Native trees are at peak bloom all over town, and the Wildflower Center was colorful with Texas redbuds (Cercis canadensis var. texensis)…
…grape Kool-Aid-scented Texas mountain laurel (Sophora secundiflora)…
…and Mexican plum (Prunus mexicana).
The entry gardens are framed with fabulous stone walls that reference the architecture of Texas’s Spanish missions and German settler homesteads. This one contains a zigzagging sluice for recirculating water to spill into a pond.
Two red-eared slider turtles, including a baby turtle resting its head on the back of another’s shell, were basking on a rock, enjoying the warm spring sunshine.
Arched and linteled walls frame a long view to a window.
In the central plaza, a spiraling cistern tower (yes, it collects and stores rainwater) is the signature building of the Center. The cafe’s rooftop seating offers a place to enjoy the view, but you can also climb all the way to the top of the tower for sweeping views of the surrounding landscape.
This wall extends from the cafe and used to contain a dripping water feature in the stone window, which supplied a narrow trough of water below. I just noticed yesterday that the water feature is gone, and the trough is now filled with plants. I wonder what instigated the change?
Golden groundsel (Packera obovata) grows at the base of the tower — and was in bloom throughout the gardens.
In the children’s Little House garden, Carolina jessamine (Gelsemium sempervirens) swathed a coyote fence in fragrant yellow blossoms.
Limestone walls mark the entrance to the demonstration gardens, where a flowering Texas redbud arches toward the light.
Blazing orange California poppies (Eschscholzia californica) add hot color to a gray-green cactus bed.
At another pond near the butterfly garden, I stopped to admire this Roger Foster “ocular” sculpture, carved from native limestone.
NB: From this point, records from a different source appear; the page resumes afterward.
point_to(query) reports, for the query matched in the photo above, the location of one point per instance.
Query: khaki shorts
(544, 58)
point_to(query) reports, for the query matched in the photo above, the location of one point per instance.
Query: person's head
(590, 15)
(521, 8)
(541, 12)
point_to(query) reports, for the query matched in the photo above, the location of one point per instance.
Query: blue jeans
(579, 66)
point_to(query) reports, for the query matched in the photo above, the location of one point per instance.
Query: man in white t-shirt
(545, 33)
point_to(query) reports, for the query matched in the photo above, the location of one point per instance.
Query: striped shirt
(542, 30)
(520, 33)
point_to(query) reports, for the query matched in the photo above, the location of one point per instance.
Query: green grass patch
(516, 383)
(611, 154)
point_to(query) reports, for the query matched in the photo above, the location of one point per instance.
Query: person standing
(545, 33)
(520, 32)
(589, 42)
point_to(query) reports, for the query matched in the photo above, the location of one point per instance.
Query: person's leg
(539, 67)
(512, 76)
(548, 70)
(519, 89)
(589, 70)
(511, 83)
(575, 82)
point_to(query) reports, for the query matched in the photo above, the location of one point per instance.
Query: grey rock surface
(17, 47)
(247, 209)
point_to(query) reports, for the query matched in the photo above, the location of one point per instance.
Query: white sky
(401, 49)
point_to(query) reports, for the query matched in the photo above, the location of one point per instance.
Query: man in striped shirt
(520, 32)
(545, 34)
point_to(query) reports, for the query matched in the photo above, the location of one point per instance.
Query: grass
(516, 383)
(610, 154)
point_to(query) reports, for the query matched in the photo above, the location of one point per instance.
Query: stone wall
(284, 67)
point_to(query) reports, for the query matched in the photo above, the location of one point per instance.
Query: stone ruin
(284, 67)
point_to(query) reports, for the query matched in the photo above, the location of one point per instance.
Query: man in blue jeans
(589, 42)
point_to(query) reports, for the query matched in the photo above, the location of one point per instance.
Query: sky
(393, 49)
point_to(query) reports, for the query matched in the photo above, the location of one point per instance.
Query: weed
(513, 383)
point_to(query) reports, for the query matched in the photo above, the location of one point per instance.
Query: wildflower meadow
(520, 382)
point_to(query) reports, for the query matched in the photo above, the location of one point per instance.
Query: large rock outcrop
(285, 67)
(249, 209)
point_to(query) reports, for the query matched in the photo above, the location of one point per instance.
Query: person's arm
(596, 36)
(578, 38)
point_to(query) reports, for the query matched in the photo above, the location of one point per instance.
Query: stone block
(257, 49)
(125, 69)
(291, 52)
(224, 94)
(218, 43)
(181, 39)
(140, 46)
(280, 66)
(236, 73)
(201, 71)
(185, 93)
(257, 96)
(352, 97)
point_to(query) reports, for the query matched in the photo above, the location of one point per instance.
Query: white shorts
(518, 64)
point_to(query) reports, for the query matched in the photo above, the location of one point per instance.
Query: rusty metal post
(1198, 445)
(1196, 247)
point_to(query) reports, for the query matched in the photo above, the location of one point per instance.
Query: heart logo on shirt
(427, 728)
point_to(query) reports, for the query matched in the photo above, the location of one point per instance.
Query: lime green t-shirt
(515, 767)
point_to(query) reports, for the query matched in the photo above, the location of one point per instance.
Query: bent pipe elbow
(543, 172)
Foster’s sculptures are currently on display throughout the garden, but you may remember seeing one in Lee/The Grackle‘s garden too (click for my tour of Lee’s East Austin garden).
It’s been almost a year since the new family garden opened to the public, and I enjoyed seeing how the plants have grown. This silver-blue bed contains ‘Blue Ice’ Arizona cypress (Cuppressus arizonica var. glabra) and Wheeler’s sotol (Dasylirion wheeleri). Nice, but wouldn’t it be fun to see a smattering of California poppies in here to liven things up in spring? Or ground-covering winecup?
Walls of massive limestone blocks build up raised beds of sky-reaching yuccas and create “pictograph”-adorned tunnels and caves for children to explore.
Spanish bayonet (Yucca faxoniana), I think
Caves beckon youngsters to explore behind a waterfall.
Bronze sculptures of animals are placed throughout the family garden, including this one I hadn’t noticed before.
Water collection is an important feature at the Wildflower Center. I love these galvanized-steel cisterns — so handsome. A rain garden around it collects the overflow.
If you haven’t been to the Wildflower Center lately, or ever, it’s well worth a visit. In another few weeks, wildflowers will be at peak bloom, including bluebonnets, but the WC has a lot more going on than just wildflowers. It’ll teach you to love our native Texas “weeds.” And the walls aren’t bad either.